Nord de la Sardaigne : Nous approchons de la fin d'une année placée sous le signe des océans. J'imagine qu'on aurait pu tout aussi bien l'appeler Année des Forêts. Et les forêts auraient continué à brûler et à disparaître dans la plus totale indifférence des gouvernements qui signent les traités censés les protéger. Ou alors Année de l'Atmosphère. Mais les pays industrialisés auraient-ils pour autant renoncé à balancer leurs gaz à effet de serre autour du globe ?
Situation absurde et douloureuse, émanation de l'aveuglement d'un monde matérialiste. Le pessimisme serait de rigueur s'il n'y avait toutes ces organisations et ces individus qui ne comptent ni leurs efforts ni leur temps pour voler au secours de l'environnement et décider collectivement de ce qui peut être fait pour notre planète.
Un jour, je me trouvais au bord de la mer avec des amis. C'était quelque part au nord de la Sardaigne; le soleil rougeoyait sur l'horizon, annonçant le crépuscule. Soudain, une mélopée saisissante, ressemblant à nulle autre, s'éleva des flots : le chant des baleines.
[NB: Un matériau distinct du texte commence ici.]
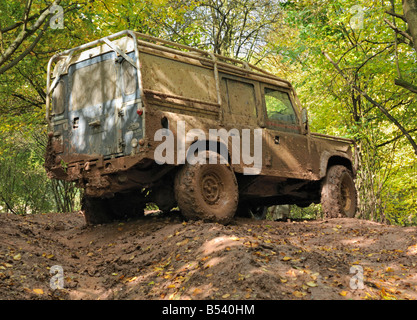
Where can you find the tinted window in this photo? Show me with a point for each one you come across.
(58, 98)
(129, 78)
(241, 98)
(279, 107)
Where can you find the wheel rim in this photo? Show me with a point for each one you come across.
(211, 187)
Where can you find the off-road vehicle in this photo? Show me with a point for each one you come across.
(112, 102)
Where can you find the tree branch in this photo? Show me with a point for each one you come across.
(372, 101)
(23, 35)
(394, 139)
(406, 85)
(396, 15)
(403, 33)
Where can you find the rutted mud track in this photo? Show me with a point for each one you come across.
(164, 257)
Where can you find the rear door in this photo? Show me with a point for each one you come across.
(287, 148)
(94, 100)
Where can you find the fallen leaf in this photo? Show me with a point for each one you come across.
(311, 284)
(299, 294)
(38, 291)
(197, 291)
(343, 293)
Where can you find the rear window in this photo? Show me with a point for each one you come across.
(58, 98)
(94, 84)
(129, 78)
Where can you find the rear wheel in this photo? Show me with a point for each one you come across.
(338, 196)
(207, 191)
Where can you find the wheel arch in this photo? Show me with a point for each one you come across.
(329, 160)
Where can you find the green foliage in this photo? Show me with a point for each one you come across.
(286, 37)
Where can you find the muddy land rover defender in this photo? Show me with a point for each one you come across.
(115, 103)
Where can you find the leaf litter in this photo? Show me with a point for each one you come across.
(164, 257)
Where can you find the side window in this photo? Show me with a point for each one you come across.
(241, 98)
(279, 107)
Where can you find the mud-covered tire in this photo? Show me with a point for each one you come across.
(338, 195)
(207, 192)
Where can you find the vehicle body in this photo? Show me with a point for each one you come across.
(111, 97)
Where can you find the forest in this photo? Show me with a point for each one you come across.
(353, 64)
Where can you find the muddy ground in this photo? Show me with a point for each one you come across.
(164, 257)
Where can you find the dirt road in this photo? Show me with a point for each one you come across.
(164, 257)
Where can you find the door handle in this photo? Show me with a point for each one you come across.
(95, 123)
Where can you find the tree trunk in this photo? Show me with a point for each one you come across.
(410, 13)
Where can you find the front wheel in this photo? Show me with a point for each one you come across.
(207, 191)
(338, 195)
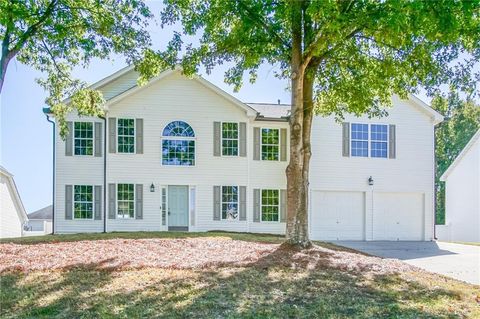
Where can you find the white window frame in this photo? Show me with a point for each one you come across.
(278, 206)
(134, 135)
(117, 216)
(222, 202)
(369, 140)
(261, 143)
(73, 203)
(178, 138)
(230, 139)
(93, 139)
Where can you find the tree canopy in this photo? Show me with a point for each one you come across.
(462, 120)
(54, 36)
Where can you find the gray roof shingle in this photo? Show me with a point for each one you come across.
(44, 213)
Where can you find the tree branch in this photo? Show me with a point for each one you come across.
(32, 30)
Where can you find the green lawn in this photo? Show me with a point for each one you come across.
(266, 289)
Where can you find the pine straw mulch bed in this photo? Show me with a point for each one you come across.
(188, 253)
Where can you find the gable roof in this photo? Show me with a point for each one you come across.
(460, 156)
(262, 111)
(43, 213)
(22, 214)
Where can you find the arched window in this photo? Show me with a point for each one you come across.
(178, 144)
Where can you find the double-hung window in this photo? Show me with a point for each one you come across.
(126, 135)
(360, 140)
(83, 202)
(379, 140)
(270, 144)
(178, 144)
(229, 202)
(126, 200)
(270, 208)
(229, 139)
(83, 138)
(369, 140)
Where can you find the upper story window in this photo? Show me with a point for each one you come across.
(178, 144)
(230, 202)
(83, 138)
(376, 141)
(126, 136)
(83, 202)
(270, 205)
(360, 140)
(270, 141)
(229, 139)
(126, 200)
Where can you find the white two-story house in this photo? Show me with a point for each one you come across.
(181, 154)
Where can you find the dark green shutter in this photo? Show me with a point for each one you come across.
(243, 139)
(139, 136)
(283, 144)
(68, 201)
(216, 202)
(392, 147)
(112, 135)
(256, 143)
(243, 203)
(256, 205)
(283, 205)
(98, 139)
(217, 139)
(346, 139)
(139, 201)
(112, 201)
(98, 202)
(69, 140)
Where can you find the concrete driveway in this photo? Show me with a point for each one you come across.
(458, 261)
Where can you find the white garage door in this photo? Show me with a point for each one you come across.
(398, 216)
(337, 215)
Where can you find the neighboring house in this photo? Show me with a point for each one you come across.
(41, 220)
(181, 154)
(13, 217)
(462, 196)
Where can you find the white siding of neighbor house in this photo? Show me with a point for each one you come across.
(462, 203)
(410, 172)
(175, 97)
(10, 223)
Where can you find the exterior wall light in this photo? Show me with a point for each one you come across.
(370, 181)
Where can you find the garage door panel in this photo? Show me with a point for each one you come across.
(338, 215)
(398, 216)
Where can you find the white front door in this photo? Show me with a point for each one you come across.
(338, 215)
(398, 216)
(178, 206)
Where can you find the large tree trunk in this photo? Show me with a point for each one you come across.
(297, 184)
Des baleines, j'en avais vu et entendu près du Groenland, dans le Golfe de Californie, au large de la Péninsule de Valdez, et dans la partie Atlantique du Détroit de Magellan. Mais jamais en Méditerranée.
Ce soir-là, plusieurs d'entre elles émergèrent majestueusement et nous offrirent le spectacle de leur ballet caractéristique : la tête qui s'incline, le dos qui se cambre au-dessus des vagues, la queue qui cingle la houle ou plonge dans les abysses de la mer, telle un immense papillon noir.
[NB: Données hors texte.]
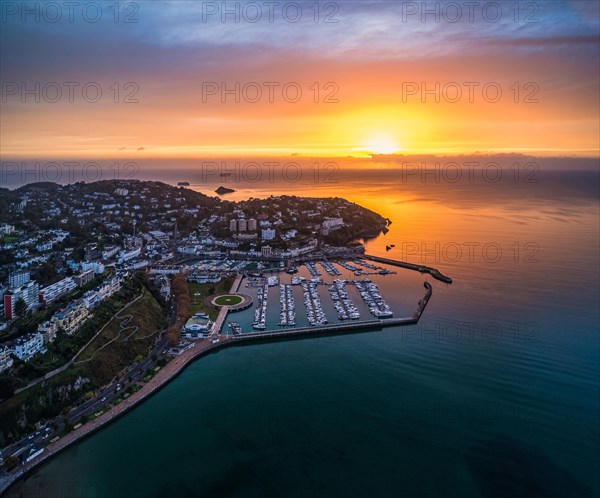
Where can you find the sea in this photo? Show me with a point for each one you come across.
(495, 393)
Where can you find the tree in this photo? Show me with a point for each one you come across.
(7, 389)
(11, 462)
(20, 307)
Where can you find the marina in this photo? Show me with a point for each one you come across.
(312, 302)
(286, 303)
(260, 313)
(343, 304)
(370, 294)
(330, 269)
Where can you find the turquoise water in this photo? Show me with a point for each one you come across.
(495, 393)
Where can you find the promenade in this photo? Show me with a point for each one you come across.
(201, 347)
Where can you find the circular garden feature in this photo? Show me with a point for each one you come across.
(228, 300)
(234, 302)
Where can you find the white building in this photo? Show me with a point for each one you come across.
(333, 223)
(268, 233)
(109, 287)
(29, 293)
(71, 318)
(48, 330)
(95, 266)
(29, 345)
(54, 291)
(18, 279)
(44, 246)
(110, 251)
(6, 360)
(91, 299)
(127, 255)
(6, 229)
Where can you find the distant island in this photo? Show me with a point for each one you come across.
(224, 190)
(111, 288)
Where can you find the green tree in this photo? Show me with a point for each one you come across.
(11, 462)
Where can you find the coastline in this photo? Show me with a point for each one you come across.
(176, 366)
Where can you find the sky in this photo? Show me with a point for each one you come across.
(187, 79)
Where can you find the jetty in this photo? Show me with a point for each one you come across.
(214, 342)
(411, 266)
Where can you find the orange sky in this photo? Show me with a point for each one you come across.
(371, 72)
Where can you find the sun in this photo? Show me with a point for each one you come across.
(381, 144)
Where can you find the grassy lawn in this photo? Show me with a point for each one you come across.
(147, 315)
(199, 292)
(228, 300)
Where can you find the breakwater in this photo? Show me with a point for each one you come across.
(435, 273)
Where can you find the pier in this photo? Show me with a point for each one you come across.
(200, 348)
(410, 266)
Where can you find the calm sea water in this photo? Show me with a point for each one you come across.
(495, 393)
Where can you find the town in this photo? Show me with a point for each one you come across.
(93, 304)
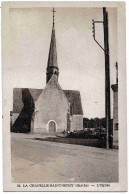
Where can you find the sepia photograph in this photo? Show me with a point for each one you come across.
(62, 68)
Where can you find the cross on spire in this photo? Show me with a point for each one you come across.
(53, 15)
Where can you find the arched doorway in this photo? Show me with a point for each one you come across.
(52, 127)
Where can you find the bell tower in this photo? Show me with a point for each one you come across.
(52, 65)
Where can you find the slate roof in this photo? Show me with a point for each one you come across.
(52, 59)
(73, 97)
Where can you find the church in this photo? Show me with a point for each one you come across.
(48, 110)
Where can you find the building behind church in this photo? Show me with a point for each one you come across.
(50, 109)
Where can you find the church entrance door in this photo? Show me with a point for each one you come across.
(52, 127)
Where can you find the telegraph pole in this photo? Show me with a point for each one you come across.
(109, 130)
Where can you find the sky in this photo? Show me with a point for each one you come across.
(80, 60)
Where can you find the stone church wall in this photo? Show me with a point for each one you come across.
(52, 105)
(77, 122)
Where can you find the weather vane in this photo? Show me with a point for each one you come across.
(53, 15)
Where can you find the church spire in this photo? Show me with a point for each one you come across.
(52, 66)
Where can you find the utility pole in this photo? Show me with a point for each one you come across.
(109, 131)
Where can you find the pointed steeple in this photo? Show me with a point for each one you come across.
(52, 65)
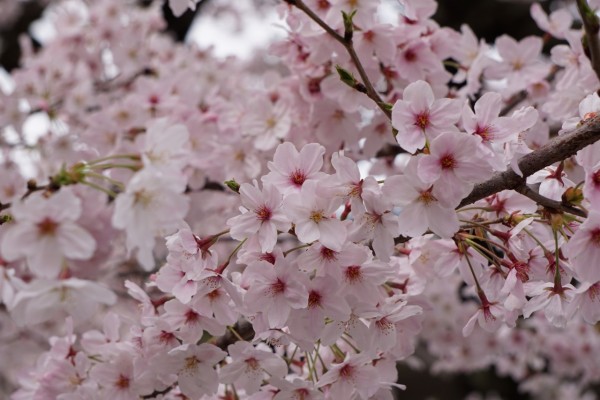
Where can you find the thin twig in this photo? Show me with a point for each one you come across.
(349, 46)
(549, 203)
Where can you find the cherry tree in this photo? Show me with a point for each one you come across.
(203, 228)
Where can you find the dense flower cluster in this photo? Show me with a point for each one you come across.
(197, 230)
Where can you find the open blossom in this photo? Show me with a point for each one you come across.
(419, 117)
(557, 23)
(275, 290)
(583, 249)
(313, 216)
(268, 123)
(165, 145)
(421, 209)
(263, 216)
(152, 205)
(194, 365)
(119, 379)
(180, 6)
(46, 233)
(520, 63)
(354, 376)
(454, 165)
(250, 365)
(290, 168)
(44, 300)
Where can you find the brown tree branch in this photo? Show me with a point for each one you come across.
(557, 149)
(346, 41)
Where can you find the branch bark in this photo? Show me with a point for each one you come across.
(557, 149)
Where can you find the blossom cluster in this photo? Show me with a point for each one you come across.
(189, 227)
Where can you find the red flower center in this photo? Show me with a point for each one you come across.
(47, 227)
(263, 213)
(422, 120)
(447, 162)
(297, 177)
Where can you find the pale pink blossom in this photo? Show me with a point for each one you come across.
(355, 375)
(275, 290)
(421, 209)
(46, 233)
(551, 299)
(419, 117)
(153, 204)
(454, 165)
(583, 249)
(586, 301)
(43, 300)
(250, 365)
(194, 364)
(557, 23)
(313, 215)
(290, 168)
(262, 217)
(520, 63)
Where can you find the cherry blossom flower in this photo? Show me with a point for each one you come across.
(165, 145)
(153, 204)
(275, 290)
(196, 375)
(557, 23)
(583, 249)
(418, 117)
(43, 300)
(552, 300)
(120, 380)
(267, 124)
(46, 233)
(290, 168)
(420, 207)
(520, 64)
(355, 375)
(313, 216)
(454, 165)
(250, 365)
(263, 216)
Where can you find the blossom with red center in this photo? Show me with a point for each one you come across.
(421, 207)
(419, 117)
(313, 215)
(290, 169)
(583, 249)
(354, 376)
(453, 165)
(45, 232)
(194, 366)
(250, 365)
(263, 216)
(275, 290)
(591, 186)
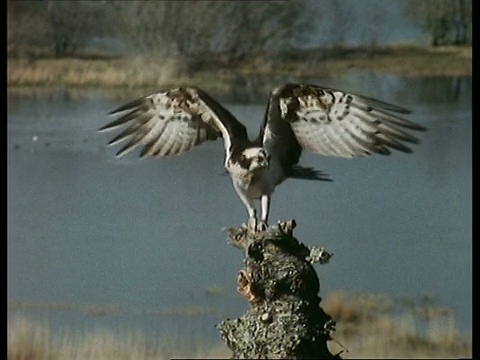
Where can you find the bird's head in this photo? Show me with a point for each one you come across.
(254, 158)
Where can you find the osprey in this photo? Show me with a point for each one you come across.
(298, 117)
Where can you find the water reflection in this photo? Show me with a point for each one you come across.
(84, 227)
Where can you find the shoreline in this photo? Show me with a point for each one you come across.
(119, 76)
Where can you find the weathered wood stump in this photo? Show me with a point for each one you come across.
(285, 319)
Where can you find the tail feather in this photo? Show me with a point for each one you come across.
(307, 173)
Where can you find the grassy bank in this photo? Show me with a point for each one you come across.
(157, 71)
(367, 327)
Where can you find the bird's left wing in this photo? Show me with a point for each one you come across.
(333, 122)
(172, 122)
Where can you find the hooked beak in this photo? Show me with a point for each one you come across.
(266, 162)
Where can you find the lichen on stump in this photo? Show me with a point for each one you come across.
(285, 319)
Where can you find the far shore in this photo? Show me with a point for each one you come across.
(143, 72)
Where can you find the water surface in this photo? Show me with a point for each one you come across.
(87, 228)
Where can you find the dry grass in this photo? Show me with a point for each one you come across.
(31, 340)
(368, 326)
(160, 71)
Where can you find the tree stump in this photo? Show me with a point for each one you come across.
(285, 319)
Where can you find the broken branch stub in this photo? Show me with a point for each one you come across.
(284, 319)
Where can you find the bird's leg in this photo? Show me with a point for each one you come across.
(252, 212)
(265, 203)
(252, 217)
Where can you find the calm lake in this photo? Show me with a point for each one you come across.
(140, 241)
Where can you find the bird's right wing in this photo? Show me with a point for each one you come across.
(172, 122)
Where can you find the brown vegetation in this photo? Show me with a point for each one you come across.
(367, 327)
(217, 74)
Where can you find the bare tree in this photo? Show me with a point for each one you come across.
(195, 28)
(446, 21)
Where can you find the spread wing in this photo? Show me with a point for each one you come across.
(332, 122)
(172, 122)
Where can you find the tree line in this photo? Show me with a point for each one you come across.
(236, 29)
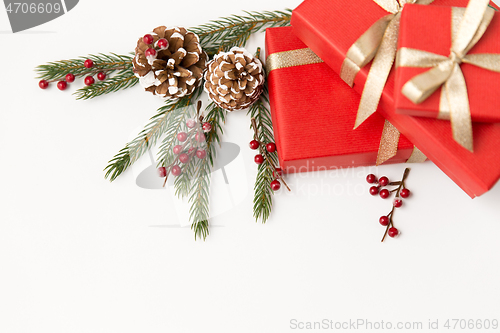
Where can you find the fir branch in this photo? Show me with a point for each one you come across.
(263, 202)
(226, 32)
(55, 71)
(124, 80)
(148, 136)
(199, 199)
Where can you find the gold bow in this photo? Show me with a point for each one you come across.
(468, 26)
(388, 147)
(378, 43)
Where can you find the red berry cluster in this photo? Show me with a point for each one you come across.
(190, 145)
(70, 77)
(152, 51)
(401, 193)
(264, 149)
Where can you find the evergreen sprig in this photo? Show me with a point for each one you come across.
(54, 71)
(200, 188)
(226, 32)
(147, 137)
(263, 201)
(124, 80)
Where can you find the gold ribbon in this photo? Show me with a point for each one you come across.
(390, 135)
(378, 43)
(468, 26)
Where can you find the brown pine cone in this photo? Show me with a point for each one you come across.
(234, 79)
(172, 64)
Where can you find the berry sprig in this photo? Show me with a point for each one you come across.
(265, 149)
(92, 70)
(401, 193)
(192, 143)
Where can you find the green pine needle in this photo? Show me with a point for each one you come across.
(54, 71)
(226, 32)
(200, 188)
(263, 202)
(147, 137)
(113, 84)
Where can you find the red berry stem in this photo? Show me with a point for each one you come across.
(184, 145)
(92, 71)
(397, 190)
(264, 152)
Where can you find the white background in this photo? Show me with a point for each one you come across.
(78, 254)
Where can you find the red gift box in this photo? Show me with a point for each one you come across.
(313, 111)
(418, 31)
(329, 28)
La Méditerranée a accueilli ces grands cétacés bien avant même que les trirèmes romaines ne la sillonnent; le Golfe de Gênes s'appelait alors Costa Balenae et la pittoresque petite ville de Portofino, Portus Delphinii. Les baleines nourrissaient l'imagination et l'émerveillement, rappelaient aux humains les limites de leur existence, suscitaient les légendes, comme celle du Léviathan, incitaient le respect pour les êtres vivants de grande envergure.
En regardant ces doux géants se fondre dans la nuit naissante, je me mis à penser à l'écosystème qui les porte et les abrite et ne pus m'empêcher de frémir. Jamais sans doute, dans l'histoire de l'humanité, une mer n'a-t-elle été plus maltraitée que la Méditerranée : dépouillée de ses poissons par toutes les formes imaginables de pêche illégale, au point que de nombreuses espèces sont désormais au bord de l'extinction, polluée à l'envi par des navigateurs de pacotille, souillée par tous ces individus qui la confondent avec Disneyworld.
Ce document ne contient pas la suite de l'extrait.